Books like The Da Vinci Code come to mind when I think of these. The Da Vinci Code was a huge bestseller and one of the most talked about books in years, but in hindsight it wasn’t that great of a book. There were plot holes. Some might say the entire movie was one giant plot hole and that the plot was, at best, implausible. The writing was not phenomenal. And many of the facts were not quite accurate. And yet…the book sold about a gazillion copies.
I’ll tell you why. Because Dan Brown, author of The Da Vinci Code, knew how to tell a story. He hooked the reader at the beginning, and then he left a mini cliff hanger at the end of every chapter. When readers got to that point, they couldn’t stop; they had to move on. The book was a compulsive read, a chapter-by-chapter mystery, a page-turner. And nothing is more sought after than that. When a reader finds a page-turner, they tell others about it, and those others tell even more, and that’s what makes a bestseller.
Dan Brown might not be the best writer in the world. He might not create the strongest plots, or use the best dialogue. His characters could be accused of being one-dimensional, but no one can ever say he can’t tell a story. So the question is, did Dan Brown learn this skill? Or did he inherit it? Was his mother or father a great storyteller?

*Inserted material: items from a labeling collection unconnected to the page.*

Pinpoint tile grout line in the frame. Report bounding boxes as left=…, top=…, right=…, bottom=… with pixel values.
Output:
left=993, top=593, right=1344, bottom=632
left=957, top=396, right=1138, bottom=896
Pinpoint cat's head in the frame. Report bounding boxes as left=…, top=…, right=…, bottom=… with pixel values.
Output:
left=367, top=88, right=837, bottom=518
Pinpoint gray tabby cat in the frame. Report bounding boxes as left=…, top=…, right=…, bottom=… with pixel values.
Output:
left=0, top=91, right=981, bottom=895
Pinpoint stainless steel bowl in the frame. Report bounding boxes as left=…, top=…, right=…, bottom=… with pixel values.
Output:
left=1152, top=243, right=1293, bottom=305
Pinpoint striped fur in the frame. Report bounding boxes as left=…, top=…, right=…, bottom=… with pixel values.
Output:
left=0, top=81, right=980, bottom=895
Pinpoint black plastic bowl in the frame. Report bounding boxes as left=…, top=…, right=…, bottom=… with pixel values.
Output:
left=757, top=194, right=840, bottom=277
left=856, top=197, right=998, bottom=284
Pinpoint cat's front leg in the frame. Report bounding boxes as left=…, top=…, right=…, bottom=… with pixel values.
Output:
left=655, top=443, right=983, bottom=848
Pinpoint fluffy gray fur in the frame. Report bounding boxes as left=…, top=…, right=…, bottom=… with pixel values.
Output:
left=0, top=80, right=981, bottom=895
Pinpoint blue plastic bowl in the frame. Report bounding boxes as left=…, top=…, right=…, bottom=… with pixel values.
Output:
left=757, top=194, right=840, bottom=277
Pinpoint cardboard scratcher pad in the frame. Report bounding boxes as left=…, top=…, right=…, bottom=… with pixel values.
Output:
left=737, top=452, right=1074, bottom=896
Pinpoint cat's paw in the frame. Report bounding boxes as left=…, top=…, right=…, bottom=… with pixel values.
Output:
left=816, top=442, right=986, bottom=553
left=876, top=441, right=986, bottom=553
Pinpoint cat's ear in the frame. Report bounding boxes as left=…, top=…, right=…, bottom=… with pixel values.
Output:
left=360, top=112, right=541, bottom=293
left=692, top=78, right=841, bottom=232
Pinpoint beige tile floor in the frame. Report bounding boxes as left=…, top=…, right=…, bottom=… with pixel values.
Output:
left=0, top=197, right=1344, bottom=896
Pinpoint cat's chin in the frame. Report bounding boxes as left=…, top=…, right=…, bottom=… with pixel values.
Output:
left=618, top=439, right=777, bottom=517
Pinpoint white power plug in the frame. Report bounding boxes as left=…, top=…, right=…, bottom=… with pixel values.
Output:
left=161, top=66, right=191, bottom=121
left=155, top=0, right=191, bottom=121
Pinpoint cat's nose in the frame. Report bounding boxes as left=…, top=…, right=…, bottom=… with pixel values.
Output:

I don’t know the answer to that. Nor do I know the genetics behind any of the other great storytellers. But I know from looking at our own family that there’s something to the genetic factor, even if it’s nothing more than raw talent that has to be nurtured and honed to a fine edge.
Are You A Writer?
If you ever find yourself wondering if you’re a writer or not, perhaps you should be asking yourself a different question. Am I a storyteller? I believe that people can learn the mechanics of writing, but the storytelling—I think—has to be natural.